Unable to integrate function obtained from algebraic solver

Hi there, I’m not being able to use Stan to fit a model where I have an integral of a function which has to be solved numerically, using Stan’s algebraic equation solver, that depends on the data, parameters and derived parameters.

I’ve thought about transforming the problem into a simpler form to show it here, but I’m afraid I miss some possibly relevant technical details, so I’ll show here the problem in it’s full form, and hopefully I’m able to make things clear.


The Model

Starting from the beginning my model has 3 parameters
\theta = \{h, \Omega_m,\Omega_r\},

and one derived parameter
\lambda = \frac{1}{2} + W_0 \left( \frac{\Omega_m + \Omega_r}{2e^{1/2}} \right).
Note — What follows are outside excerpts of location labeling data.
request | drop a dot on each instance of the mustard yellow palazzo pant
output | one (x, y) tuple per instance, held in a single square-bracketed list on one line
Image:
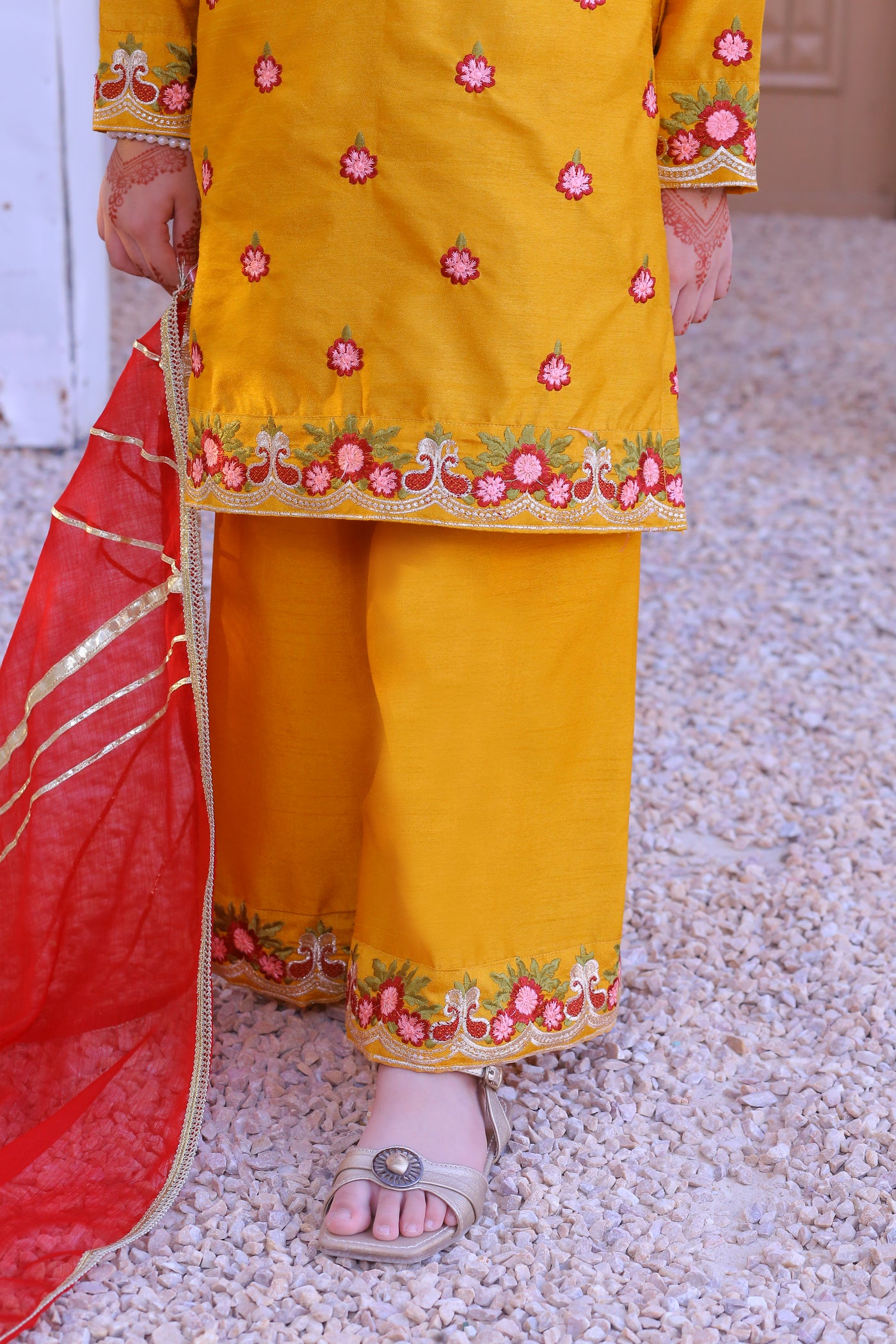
[(421, 755)]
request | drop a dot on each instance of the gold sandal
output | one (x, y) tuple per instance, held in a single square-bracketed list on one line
[(463, 1188)]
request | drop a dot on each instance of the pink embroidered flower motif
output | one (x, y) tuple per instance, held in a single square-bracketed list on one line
[(412, 1028), (268, 72), (233, 474), (254, 261), (629, 492), (317, 477), (552, 1015), (473, 72), (460, 265), (555, 371), (527, 1000), (501, 1027), (676, 491), (344, 356), (644, 284), (722, 124), (527, 468), (211, 451), (358, 163), (650, 472), (490, 488), (732, 47), (177, 97), (385, 480), (558, 491), (684, 147), (574, 182), (351, 458)]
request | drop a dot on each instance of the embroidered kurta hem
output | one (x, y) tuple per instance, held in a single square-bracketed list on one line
[(422, 756), (433, 283)]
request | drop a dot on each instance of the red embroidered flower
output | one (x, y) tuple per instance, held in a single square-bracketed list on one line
[(344, 356), (211, 451), (358, 163), (552, 1015), (527, 468), (317, 477), (412, 1028), (574, 182), (490, 488), (385, 480), (351, 459), (558, 490), (390, 999), (268, 72), (527, 1000), (676, 491), (177, 96), (458, 264), (272, 966), (254, 261), (722, 124), (650, 472), (732, 49), (684, 147), (644, 285), (501, 1027), (554, 371), (473, 72), (629, 492), (233, 474)]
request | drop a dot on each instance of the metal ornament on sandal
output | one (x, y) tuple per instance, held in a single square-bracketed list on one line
[(398, 1168)]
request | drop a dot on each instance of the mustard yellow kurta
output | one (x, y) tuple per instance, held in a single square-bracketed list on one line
[(433, 283)]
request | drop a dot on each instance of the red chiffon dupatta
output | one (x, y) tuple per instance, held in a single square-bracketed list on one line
[(105, 854)]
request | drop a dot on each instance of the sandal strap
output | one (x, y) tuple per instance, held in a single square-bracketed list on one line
[(463, 1188)]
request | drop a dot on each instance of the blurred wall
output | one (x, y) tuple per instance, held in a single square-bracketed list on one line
[(828, 113)]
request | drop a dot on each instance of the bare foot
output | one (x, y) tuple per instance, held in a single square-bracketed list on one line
[(440, 1116)]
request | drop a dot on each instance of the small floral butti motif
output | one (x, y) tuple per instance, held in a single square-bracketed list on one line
[(358, 163), (268, 72), (473, 72), (732, 47), (574, 182), (254, 261), (644, 284), (555, 371), (344, 356), (458, 264)]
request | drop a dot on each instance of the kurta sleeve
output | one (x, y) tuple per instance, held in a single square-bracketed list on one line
[(707, 88), (147, 66)]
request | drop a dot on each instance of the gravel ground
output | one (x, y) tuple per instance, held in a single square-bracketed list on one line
[(722, 1167)]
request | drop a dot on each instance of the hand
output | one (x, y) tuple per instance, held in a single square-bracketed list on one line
[(144, 189), (700, 252)]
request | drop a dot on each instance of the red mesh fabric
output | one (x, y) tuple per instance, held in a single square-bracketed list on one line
[(104, 868)]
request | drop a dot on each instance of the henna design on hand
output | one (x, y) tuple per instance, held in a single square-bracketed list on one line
[(705, 234)]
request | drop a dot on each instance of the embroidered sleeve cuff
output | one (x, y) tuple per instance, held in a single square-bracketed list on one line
[(708, 101), (144, 85)]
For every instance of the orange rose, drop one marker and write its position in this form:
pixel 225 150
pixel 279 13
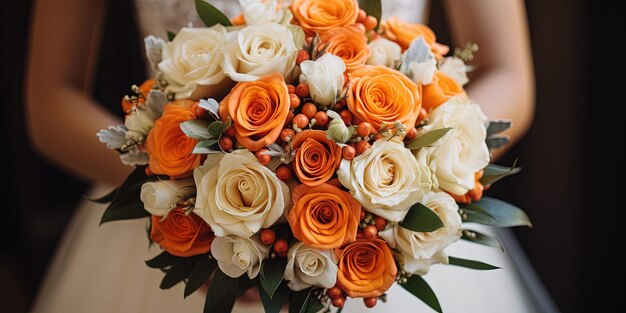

My model tries to replicate something called the gravitational wave luminosity distance, given by d_{GW}(z), where z is the independent variable, which we call redshift.
The model states that
d_{GW}(z) = \sqrt{\frac{1-\lambda}{1-\lambda/E^2(z)}} e^{\frac{\lambda}{2} \frac{E^2(z) - 1}{E^2(z)}} \frac{3(1+z)}{h} \int_0^z \frac{1}{E(x)} dx,

where E(z) is a function which has to be solved numerically from the following equation
( E^2(z) - 2 \lambda) e^{\lambda/E^2(z)} = \Omega_m (1 + z)^3 + \Omega_r (1 + z)^4.

Observations then provide me with the redshift z for each event, it’s gravitational wave luminosity distance d_{GW}(z) and an error associated with that measurement \sigma(z).


Implementation in Stan

The data block is quite simple, and is given by

data {
  int N1;
  array[N1] real redshift;
  array[N1] real luminosity_distance;
  array[N1] real error;
}

The parameter block is quite simple as well, as I simply have to declare each of the three parameters, with the corresponding constrains

parameters {
  real<lower=0> h;
  real<lower=0,upper=1> Omega_m;
  real<lower=0,upper=1> Omega_r;
}

Assuming a Gaussian likelihood and wide Gaussian priors we have the following model block, where dGW is d_{GW}(z) given by the equation shown before

model {
  h ~ normal(0.7, 10);
  Omega_m ~ normal(0.284, 10);

  luminosity_distance ~ normal(dGW, error);
}

My problems now start in the transformed parameters block. My sequence is as follows:

  1. Compute the value of \lambda directly from \theta;
  2. Compute the value of E(z) at each redshift given by the dataset (in the code redshift[i]);
  3. Integrate 1/E(z) from 0 to redshift[i];
  4. Compute the final result for d_{GW}(z).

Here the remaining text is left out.